8 The factory owner i.e. the place where the offence was committed
was also examined. He was examined as PW-14. He deposed that two
boys namely Ram Sewak and Shiv Shanker used to work in his factory
and used to reside in the factory premises. The appellant who was
known to them residing in the same neighbourhood had brought one girl
in the factory where untoward incident had taken place. The MLC of
the victim was conducted by Dr. Ajay Dalal (PW-7). Although
admittedly no external injury was seen upon the victim but the
gynecological examination of the victim (evident from Ex.PW-9/A) and
the version of Dr.Roma Gupta (PW-9) clearly shows that blood stains
were found over the labia majora and the hymen was found ruptured.
This evidence of blood on the private parts of the victim and her hymen
having been found torn is fully corroborative of the version of the
prosecutrix who had on oath deposed that when rape had been
committed upon her she felt pain in her private parts and there was
bleeding. The submission of the learned defense counsel that there were
no external injury visible on the victim would be nullified and the same
is an argument noted to be rejected. In 2005 (13) SCC 766 State of
Himachal Pradesh Vs. Asha Ram the Supreme Court had followed the
ratio of the judgment laid down in the case of Ranjit Hazarika v. State of
Assam, (1998) 8 SCC 635; which reads as under:
"This Court held that non-rupture of hymen or absence of injury on victim's private parts does not belie her testimony. This Court further held that the opinion of doctor that no rape was committed cannot throw out an otherwise cogent and trustworthy evidence of the prosecutrix. This Court held that the evidence of the prosecutrix was amply corroborated by her mother and father whom she immediately informed about the occurrence.
9 The Investigating Officer had been examined as PW-16. The
defense of the appellant was that he has been falsely roped in because of
the fights which the appellant used to have with the dadi of the victim.
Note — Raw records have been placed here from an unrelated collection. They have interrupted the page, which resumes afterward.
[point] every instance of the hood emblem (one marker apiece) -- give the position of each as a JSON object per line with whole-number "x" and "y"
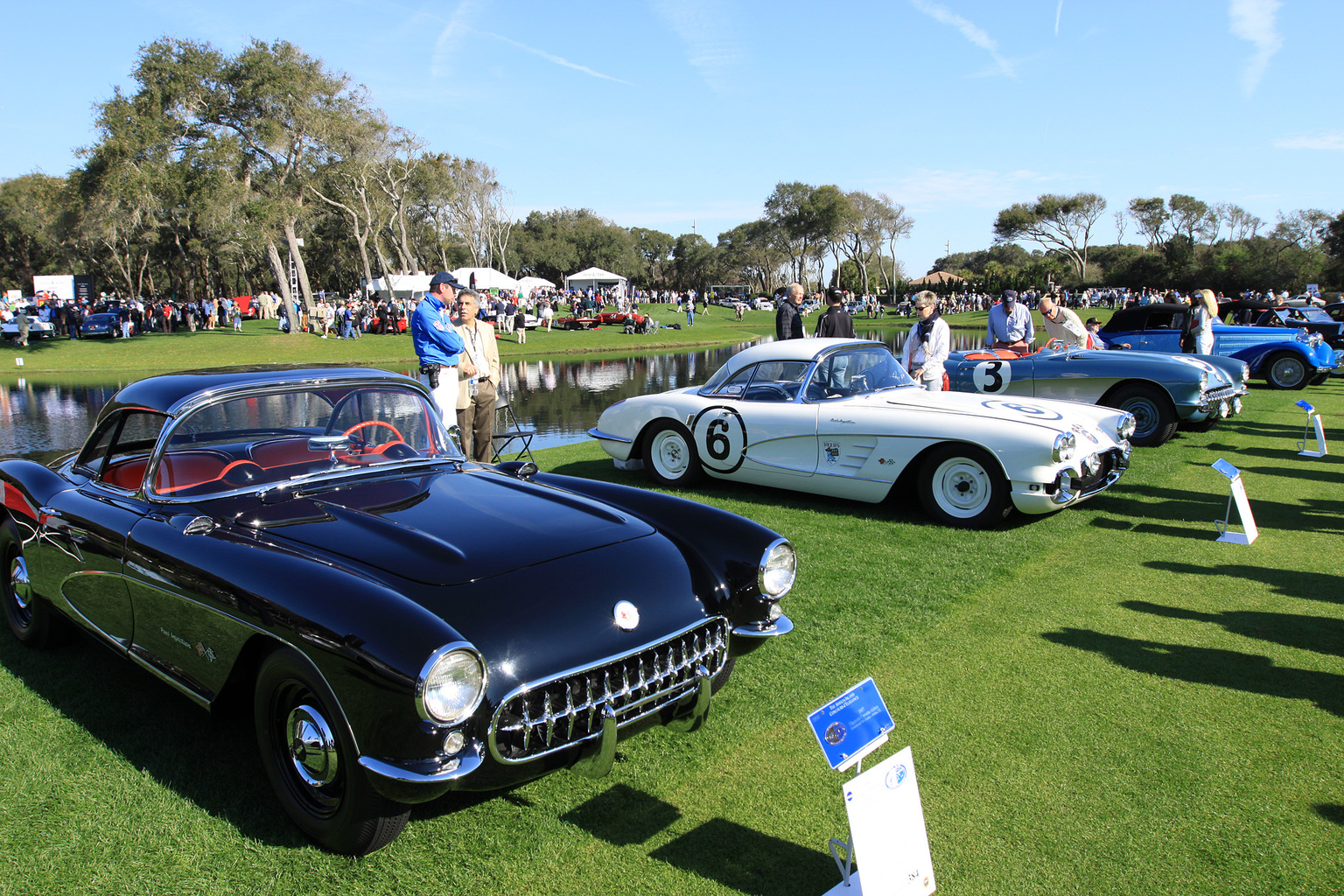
{"x": 626, "y": 615}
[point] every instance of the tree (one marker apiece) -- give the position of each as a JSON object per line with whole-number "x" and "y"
{"x": 1151, "y": 215}
{"x": 1060, "y": 223}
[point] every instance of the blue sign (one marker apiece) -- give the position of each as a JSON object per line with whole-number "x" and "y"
{"x": 845, "y": 725}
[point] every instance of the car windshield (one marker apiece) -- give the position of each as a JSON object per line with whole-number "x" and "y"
{"x": 266, "y": 438}
{"x": 857, "y": 371}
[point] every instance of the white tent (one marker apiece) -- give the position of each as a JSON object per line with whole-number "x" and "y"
{"x": 486, "y": 278}
{"x": 594, "y": 277}
{"x": 528, "y": 284}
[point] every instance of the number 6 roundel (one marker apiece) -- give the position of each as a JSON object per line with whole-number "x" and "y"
{"x": 721, "y": 438}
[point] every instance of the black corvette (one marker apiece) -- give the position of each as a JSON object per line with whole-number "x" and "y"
{"x": 403, "y": 621}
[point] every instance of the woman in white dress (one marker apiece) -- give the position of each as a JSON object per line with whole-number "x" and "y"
{"x": 930, "y": 340}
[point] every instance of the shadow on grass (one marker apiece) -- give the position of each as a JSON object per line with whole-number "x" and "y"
{"x": 1331, "y": 812}
{"x": 749, "y": 861}
{"x": 1211, "y": 667}
{"x": 1311, "y": 586}
{"x": 1320, "y": 634}
{"x": 622, "y": 816}
{"x": 210, "y": 762}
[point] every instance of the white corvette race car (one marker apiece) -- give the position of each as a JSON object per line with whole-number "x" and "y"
{"x": 842, "y": 418}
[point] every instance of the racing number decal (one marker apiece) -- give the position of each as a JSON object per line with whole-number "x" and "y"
{"x": 722, "y": 438}
{"x": 992, "y": 376}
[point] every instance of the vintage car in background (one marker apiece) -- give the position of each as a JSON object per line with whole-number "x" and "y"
{"x": 104, "y": 324}
{"x": 402, "y": 621}
{"x": 1313, "y": 320}
{"x": 1161, "y": 391}
{"x": 38, "y": 328}
{"x": 1286, "y": 359}
{"x": 842, "y": 418}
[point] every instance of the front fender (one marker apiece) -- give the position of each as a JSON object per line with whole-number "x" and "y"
{"x": 729, "y": 547}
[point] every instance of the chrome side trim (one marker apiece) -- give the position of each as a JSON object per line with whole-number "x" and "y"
{"x": 598, "y": 434}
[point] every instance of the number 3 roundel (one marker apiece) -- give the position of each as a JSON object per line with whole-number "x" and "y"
{"x": 992, "y": 376}
{"x": 721, "y": 438}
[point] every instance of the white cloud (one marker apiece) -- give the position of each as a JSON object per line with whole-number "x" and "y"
{"x": 1254, "y": 20}
{"x": 453, "y": 38}
{"x": 1320, "y": 140}
{"x": 702, "y": 25}
{"x": 968, "y": 30}
{"x": 980, "y": 188}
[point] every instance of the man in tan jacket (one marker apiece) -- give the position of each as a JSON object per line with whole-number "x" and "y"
{"x": 476, "y": 396}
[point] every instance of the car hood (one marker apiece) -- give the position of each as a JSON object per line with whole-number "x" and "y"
{"x": 445, "y": 527}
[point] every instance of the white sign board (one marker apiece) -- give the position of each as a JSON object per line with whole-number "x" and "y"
{"x": 63, "y": 285}
{"x": 887, "y": 830}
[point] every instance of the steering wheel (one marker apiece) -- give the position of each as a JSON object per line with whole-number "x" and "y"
{"x": 363, "y": 424}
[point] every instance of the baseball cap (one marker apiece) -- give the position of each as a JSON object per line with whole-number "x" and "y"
{"x": 444, "y": 277}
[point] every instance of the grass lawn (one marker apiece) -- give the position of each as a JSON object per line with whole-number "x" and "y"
{"x": 1105, "y": 700}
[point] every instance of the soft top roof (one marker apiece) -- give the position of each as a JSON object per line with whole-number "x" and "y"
{"x": 170, "y": 391}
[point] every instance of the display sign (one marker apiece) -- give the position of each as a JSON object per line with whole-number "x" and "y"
{"x": 1243, "y": 508}
{"x": 852, "y": 725}
{"x": 887, "y": 830}
{"x": 1313, "y": 418}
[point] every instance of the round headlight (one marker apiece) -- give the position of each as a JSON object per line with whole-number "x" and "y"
{"x": 451, "y": 684}
{"x": 1065, "y": 444}
{"x": 777, "y": 570}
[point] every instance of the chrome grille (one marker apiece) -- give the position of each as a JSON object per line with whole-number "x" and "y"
{"x": 544, "y": 717}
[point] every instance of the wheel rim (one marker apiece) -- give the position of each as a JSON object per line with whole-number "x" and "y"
{"x": 306, "y": 750}
{"x": 962, "y": 486}
{"x": 671, "y": 454}
{"x": 1288, "y": 371}
{"x": 1145, "y": 416}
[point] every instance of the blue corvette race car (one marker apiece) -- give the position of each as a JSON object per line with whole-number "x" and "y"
{"x": 1284, "y": 358}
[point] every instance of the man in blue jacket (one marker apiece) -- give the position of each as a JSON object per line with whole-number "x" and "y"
{"x": 438, "y": 346}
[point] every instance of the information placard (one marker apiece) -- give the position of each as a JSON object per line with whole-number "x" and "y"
{"x": 852, "y": 725}
{"x": 887, "y": 830}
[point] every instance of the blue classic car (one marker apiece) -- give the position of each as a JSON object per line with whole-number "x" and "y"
{"x": 1284, "y": 358}
{"x": 403, "y": 622}
{"x": 1161, "y": 391}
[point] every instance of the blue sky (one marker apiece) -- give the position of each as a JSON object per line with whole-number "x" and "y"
{"x": 659, "y": 113}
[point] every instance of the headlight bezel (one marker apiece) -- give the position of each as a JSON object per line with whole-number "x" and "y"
{"x": 424, "y": 684}
{"x": 1066, "y": 444}
{"x": 765, "y": 569}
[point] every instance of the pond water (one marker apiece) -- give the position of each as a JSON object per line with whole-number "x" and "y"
{"x": 561, "y": 399}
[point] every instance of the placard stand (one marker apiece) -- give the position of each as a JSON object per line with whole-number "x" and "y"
{"x": 1243, "y": 508}
{"x": 1313, "y": 418}
{"x": 858, "y": 717}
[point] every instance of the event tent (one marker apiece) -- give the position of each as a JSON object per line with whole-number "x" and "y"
{"x": 594, "y": 277}
{"x": 486, "y": 278}
{"x": 528, "y": 284}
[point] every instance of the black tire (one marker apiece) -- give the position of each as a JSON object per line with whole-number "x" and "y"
{"x": 1155, "y": 416}
{"x": 964, "y": 486}
{"x": 321, "y": 788}
{"x": 1285, "y": 371}
{"x": 32, "y": 620}
{"x": 669, "y": 456}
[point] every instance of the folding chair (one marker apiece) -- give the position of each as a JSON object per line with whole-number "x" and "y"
{"x": 507, "y": 431}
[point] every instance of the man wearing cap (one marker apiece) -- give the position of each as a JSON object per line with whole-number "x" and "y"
{"x": 1010, "y": 324}
{"x": 1062, "y": 323}
{"x": 788, "y": 320}
{"x": 438, "y": 346}
{"x": 836, "y": 320}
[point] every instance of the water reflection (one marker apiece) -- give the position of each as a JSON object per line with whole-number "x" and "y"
{"x": 561, "y": 399}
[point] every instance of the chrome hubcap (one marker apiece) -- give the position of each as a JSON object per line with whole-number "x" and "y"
{"x": 312, "y": 747}
{"x": 19, "y": 584}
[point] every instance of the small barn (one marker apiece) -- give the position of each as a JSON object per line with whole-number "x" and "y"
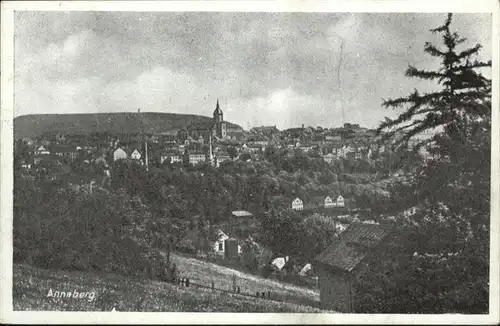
{"x": 337, "y": 265}
{"x": 225, "y": 246}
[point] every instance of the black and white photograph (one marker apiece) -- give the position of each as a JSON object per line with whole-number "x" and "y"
{"x": 245, "y": 161}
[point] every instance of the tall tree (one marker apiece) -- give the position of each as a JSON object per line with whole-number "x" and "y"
{"x": 465, "y": 93}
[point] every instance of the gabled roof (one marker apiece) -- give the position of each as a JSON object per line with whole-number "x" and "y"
{"x": 318, "y": 199}
{"x": 353, "y": 245}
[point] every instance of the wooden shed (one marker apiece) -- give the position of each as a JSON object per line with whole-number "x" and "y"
{"x": 337, "y": 265}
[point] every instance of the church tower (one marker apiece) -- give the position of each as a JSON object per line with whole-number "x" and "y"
{"x": 218, "y": 122}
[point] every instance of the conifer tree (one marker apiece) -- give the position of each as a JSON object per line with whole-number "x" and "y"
{"x": 465, "y": 94}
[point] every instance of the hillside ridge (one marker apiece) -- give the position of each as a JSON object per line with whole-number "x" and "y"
{"x": 35, "y": 125}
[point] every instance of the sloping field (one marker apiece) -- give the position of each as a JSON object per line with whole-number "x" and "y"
{"x": 205, "y": 273}
{"x": 31, "y": 287}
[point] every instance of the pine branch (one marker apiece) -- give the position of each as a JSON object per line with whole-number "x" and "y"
{"x": 422, "y": 74}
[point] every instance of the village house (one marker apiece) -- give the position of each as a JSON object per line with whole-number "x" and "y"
{"x": 64, "y": 151}
{"x": 119, "y": 154}
{"x": 41, "y": 150}
{"x": 221, "y": 157}
{"x": 337, "y": 265}
{"x": 280, "y": 262}
{"x": 226, "y": 247}
{"x": 172, "y": 157}
{"x": 241, "y": 223}
{"x": 136, "y": 155}
{"x": 297, "y": 204}
{"x": 197, "y": 158}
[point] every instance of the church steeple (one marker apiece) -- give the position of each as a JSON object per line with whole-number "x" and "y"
{"x": 217, "y": 111}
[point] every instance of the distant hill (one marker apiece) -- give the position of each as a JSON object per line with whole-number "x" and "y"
{"x": 35, "y": 125}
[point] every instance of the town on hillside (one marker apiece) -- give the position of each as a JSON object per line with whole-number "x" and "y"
{"x": 353, "y": 186}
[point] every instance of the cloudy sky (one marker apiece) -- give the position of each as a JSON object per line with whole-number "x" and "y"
{"x": 265, "y": 68}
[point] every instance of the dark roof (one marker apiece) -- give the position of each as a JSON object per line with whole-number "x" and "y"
{"x": 318, "y": 199}
{"x": 217, "y": 108}
{"x": 352, "y": 245}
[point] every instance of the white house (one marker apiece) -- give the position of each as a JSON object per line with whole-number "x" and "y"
{"x": 174, "y": 158}
{"x": 119, "y": 154}
{"x": 305, "y": 269}
{"x": 196, "y": 158}
{"x": 136, "y": 155}
{"x": 297, "y": 204}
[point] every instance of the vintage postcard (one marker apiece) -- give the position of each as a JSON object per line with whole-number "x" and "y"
{"x": 250, "y": 162}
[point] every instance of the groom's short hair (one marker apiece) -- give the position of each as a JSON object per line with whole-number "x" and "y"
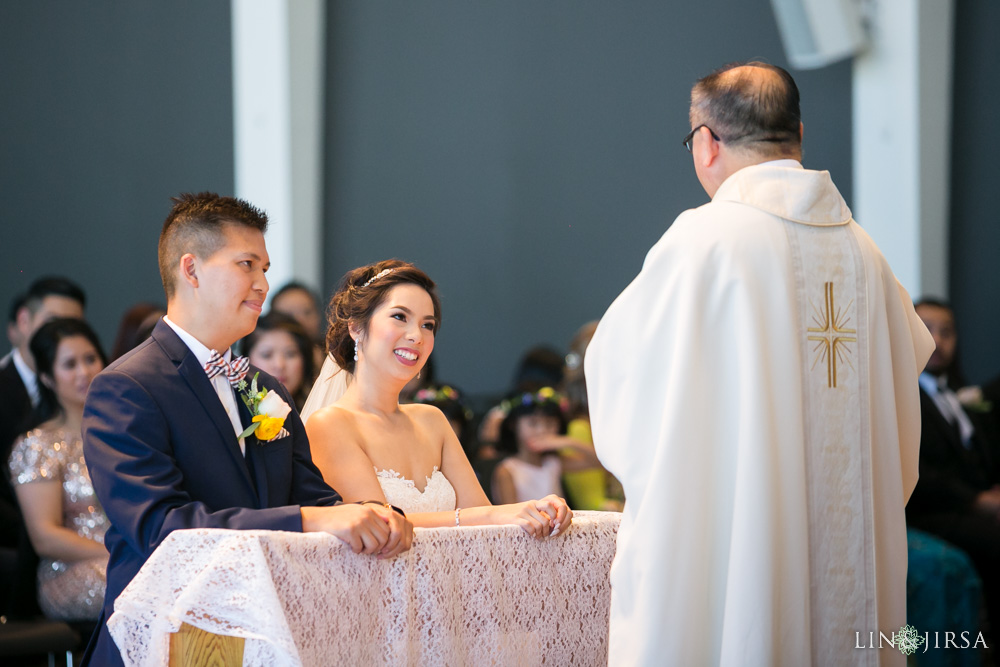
{"x": 195, "y": 224}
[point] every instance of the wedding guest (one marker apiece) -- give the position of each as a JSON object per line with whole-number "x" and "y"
{"x": 957, "y": 496}
{"x": 279, "y": 346}
{"x": 540, "y": 366}
{"x": 13, "y": 334}
{"x": 588, "y": 486}
{"x": 383, "y": 320}
{"x": 135, "y": 326}
{"x": 298, "y": 301}
{"x": 65, "y": 522}
{"x": 166, "y": 438}
{"x": 47, "y": 298}
{"x": 529, "y": 436}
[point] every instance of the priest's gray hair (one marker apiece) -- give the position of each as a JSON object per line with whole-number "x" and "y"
{"x": 752, "y": 105}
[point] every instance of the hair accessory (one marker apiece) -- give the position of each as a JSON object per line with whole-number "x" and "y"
{"x": 380, "y": 274}
{"x": 544, "y": 396}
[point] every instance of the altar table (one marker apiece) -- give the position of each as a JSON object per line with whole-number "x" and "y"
{"x": 487, "y": 595}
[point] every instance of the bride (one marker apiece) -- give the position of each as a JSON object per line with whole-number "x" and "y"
{"x": 369, "y": 447}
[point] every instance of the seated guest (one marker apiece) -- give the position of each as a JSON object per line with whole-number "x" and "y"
{"x": 540, "y": 366}
{"x": 279, "y": 346}
{"x": 588, "y": 486}
{"x": 298, "y": 301}
{"x": 170, "y": 444}
{"x": 13, "y": 335}
{"x": 943, "y": 594}
{"x": 383, "y": 320}
{"x": 45, "y": 299}
{"x": 135, "y": 327}
{"x": 65, "y": 521}
{"x": 957, "y": 496}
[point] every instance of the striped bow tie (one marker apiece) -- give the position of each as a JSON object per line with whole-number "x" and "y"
{"x": 235, "y": 371}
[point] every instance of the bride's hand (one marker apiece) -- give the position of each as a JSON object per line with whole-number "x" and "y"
{"x": 538, "y": 518}
{"x": 556, "y": 507}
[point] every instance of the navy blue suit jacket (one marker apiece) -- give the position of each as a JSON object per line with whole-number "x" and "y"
{"x": 163, "y": 455}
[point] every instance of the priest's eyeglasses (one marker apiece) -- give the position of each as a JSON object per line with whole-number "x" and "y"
{"x": 688, "y": 140}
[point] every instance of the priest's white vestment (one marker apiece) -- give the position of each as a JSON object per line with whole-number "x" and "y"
{"x": 754, "y": 389}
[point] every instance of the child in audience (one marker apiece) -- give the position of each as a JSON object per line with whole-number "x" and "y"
{"x": 529, "y": 435}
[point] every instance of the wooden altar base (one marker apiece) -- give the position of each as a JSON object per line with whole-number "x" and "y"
{"x": 191, "y": 646}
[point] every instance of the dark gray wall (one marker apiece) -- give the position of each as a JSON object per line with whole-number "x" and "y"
{"x": 527, "y": 154}
{"x": 975, "y": 224}
{"x": 108, "y": 109}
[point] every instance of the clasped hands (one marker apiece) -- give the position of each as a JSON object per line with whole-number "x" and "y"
{"x": 546, "y": 517}
{"x": 367, "y": 529}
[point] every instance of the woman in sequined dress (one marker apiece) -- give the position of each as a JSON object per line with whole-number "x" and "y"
{"x": 65, "y": 523}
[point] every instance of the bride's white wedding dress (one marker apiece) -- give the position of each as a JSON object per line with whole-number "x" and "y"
{"x": 438, "y": 495}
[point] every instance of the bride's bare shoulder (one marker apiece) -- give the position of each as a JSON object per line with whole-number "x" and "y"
{"x": 332, "y": 416}
{"x": 427, "y": 416}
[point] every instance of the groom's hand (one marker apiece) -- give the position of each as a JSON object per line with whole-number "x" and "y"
{"x": 360, "y": 526}
{"x": 400, "y": 531}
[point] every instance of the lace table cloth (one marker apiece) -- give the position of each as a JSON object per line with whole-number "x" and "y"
{"x": 461, "y": 596}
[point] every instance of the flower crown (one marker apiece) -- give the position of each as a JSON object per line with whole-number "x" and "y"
{"x": 431, "y": 394}
{"x": 544, "y": 396}
{"x": 442, "y": 394}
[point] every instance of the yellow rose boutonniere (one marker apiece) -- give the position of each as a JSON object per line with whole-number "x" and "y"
{"x": 268, "y": 410}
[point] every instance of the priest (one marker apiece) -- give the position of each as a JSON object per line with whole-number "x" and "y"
{"x": 755, "y": 391}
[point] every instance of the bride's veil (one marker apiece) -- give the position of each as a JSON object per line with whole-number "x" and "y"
{"x": 330, "y": 385}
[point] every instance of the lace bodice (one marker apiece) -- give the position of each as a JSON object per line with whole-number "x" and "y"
{"x": 438, "y": 495}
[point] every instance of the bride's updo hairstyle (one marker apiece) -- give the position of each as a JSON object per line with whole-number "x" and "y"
{"x": 359, "y": 293}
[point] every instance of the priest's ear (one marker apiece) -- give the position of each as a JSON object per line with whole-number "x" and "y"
{"x": 707, "y": 150}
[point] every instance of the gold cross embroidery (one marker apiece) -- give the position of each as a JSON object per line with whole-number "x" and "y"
{"x": 830, "y": 345}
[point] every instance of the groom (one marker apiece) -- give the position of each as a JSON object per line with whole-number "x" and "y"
{"x": 161, "y": 425}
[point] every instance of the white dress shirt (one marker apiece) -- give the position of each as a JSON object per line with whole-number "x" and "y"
{"x": 28, "y": 377}
{"x": 220, "y": 382}
{"x": 948, "y": 404}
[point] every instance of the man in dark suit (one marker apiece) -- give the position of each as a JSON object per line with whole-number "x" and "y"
{"x": 46, "y": 299}
{"x": 957, "y": 496}
{"x": 161, "y": 425}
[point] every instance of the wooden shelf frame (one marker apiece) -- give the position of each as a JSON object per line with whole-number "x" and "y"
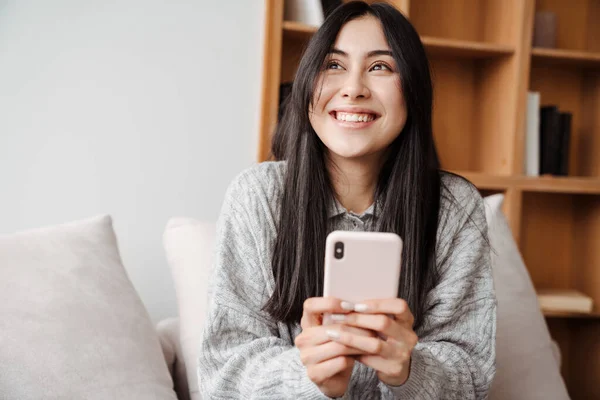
{"x": 566, "y": 57}
{"x": 433, "y": 45}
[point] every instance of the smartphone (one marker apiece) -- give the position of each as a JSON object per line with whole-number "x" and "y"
{"x": 362, "y": 266}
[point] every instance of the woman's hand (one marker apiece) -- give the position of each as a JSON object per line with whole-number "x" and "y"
{"x": 328, "y": 364}
{"x": 390, "y": 354}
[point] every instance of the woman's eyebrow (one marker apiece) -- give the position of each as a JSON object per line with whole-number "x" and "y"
{"x": 370, "y": 54}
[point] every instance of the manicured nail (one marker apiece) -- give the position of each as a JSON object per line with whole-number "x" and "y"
{"x": 332, "y": 334}
{"x": 338, "y": 317}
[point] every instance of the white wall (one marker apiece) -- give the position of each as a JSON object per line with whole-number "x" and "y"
{"x": 143, "y": 109}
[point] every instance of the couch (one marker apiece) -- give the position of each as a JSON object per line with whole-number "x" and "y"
{"x": 73, "y": 327}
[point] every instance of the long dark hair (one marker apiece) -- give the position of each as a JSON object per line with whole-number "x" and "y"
{"x": 408, "y": 188}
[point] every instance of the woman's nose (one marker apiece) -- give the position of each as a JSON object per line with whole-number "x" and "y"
{"x": 354, "y": 87}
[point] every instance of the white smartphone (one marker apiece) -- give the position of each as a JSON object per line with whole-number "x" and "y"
{"x": 362, "y": 266}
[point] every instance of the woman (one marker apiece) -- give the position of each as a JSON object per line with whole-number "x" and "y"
{"x": 359, "y": 154}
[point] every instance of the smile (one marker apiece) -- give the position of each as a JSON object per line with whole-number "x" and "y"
{"x": 353, "y": 120}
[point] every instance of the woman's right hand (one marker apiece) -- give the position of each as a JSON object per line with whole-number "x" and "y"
{"x": 328, "y": 364}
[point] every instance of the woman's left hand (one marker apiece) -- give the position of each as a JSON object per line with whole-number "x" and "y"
{"x": 389, "y": 356}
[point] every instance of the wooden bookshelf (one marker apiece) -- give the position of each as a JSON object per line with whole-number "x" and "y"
{"x": 564, "y": 314}
{"x": 568, "y": 57}
{"x": 483, "y": 65}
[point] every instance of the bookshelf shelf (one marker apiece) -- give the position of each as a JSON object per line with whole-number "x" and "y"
{"x": 433, "y": 45}
{"x": 483, "y": 66}
{"x": 563, "y": 314}
{"x": 465, "y": 48}
{"x": 298, "y": 29}
{"x": 567, "y": 57}
{"x": 555, "y": 184}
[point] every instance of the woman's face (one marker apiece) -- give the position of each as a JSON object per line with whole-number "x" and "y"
{"x": 359, "y": 108}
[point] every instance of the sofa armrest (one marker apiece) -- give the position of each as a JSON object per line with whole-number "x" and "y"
{"x": 168, "y": 334}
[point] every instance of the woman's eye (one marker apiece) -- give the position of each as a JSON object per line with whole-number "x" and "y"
{"x": 380, "y": 67}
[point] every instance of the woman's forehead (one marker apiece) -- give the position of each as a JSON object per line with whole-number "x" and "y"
{"x": 361, "y": 36}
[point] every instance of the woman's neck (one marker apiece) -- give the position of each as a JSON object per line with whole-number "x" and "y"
{"x": 354, "y": 181}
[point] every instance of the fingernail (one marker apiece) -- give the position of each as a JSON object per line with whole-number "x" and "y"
{"x": 338, "y": 317}
{"x": 332, "y": 334}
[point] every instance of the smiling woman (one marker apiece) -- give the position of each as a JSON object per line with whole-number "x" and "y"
{"x": 360, "y": 108}
{"x": 356, "y": 152}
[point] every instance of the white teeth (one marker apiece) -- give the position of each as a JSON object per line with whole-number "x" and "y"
{"x": 354, "y": 117}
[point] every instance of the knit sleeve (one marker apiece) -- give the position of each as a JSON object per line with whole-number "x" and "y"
{"x": 455, "y": 355}
{"x": 242, "y": 354}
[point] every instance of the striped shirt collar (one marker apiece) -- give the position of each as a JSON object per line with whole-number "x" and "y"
{"x": 336, "y": 208}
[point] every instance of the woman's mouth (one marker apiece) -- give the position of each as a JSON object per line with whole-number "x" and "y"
{"x": 353, "y": 120}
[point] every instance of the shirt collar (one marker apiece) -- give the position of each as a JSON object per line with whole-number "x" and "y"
{"x": 336, "y": 208}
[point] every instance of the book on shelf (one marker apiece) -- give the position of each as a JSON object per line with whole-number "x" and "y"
{"x": 285, "y": 89}
{"x": 532, "y": 135}
{"x": 554, "y": 140}
{"x": 564, "y": 300}
{"x": 565, "y": 139}
{"x": 329, "y": 6}
{"x": 309, "y": 12}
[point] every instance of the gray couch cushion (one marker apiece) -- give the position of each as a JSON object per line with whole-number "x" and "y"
{"x": 71, "y": 324}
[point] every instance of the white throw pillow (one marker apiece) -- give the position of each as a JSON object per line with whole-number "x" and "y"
{"x": 189, "y": 247}
{"x": 71, "y": 324}
{"x": 526, "y": 366}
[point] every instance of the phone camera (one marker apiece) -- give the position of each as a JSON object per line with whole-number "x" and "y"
{"x": 339, "y": 250}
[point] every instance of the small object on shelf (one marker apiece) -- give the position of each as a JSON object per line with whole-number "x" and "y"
{"x": 565, "y": 139}
{"x": 532, "y": 135}
{"x": 285, "y": 89}
{"x": 309, "y": 12}
{"x": 329, "y": 6}
{"x": 544, "y": 29}
{"x": 564, "y": 300}
{"x": 550, "y": 140}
Apart from the fact that is a wholly unjustifiable explanation, even
presuming that the appellant used to have fights with the dadi of the
victim, it would be no special reason for the victim to disown herself
and put her own reputation at stake by leveling false allegations of rape
against the appellant. This argument appears to be un-understandable.
The version of PW-8 which is cogent and coherent has been fully
supported by the medical evidence. The FSL had also noted blood on
the salwar and the vaginal swab of the victim. This piece of the
scientific evidence also advances the case of the prosecution. The
impugned judgment does not call for any interference.
10 However, on the aspect of sentence, this Court notes that the
appellant was a first time offender. He was 23 years of age at the time
of the incident. The minimum sentence prescribed for rape of a minor
under the un-amended law (before the Criminal Law Amendment Act,
2013) is RI for a period of 7 years. Noting this factual matrix, this Court
is inclined to modify the sentence from RI for a period of 10 years to RI
for a period of 7 years. No modification is made in the sentence of
fine. With these directions appeal is disposed of.
CRL.M.(B) 7593/2015
11 Since the appeal has been disposed of, the present application has
become infructuous. The same is disposed of accordingly. The next date
of hearing i.e. 19.10.2015 stands cancelled.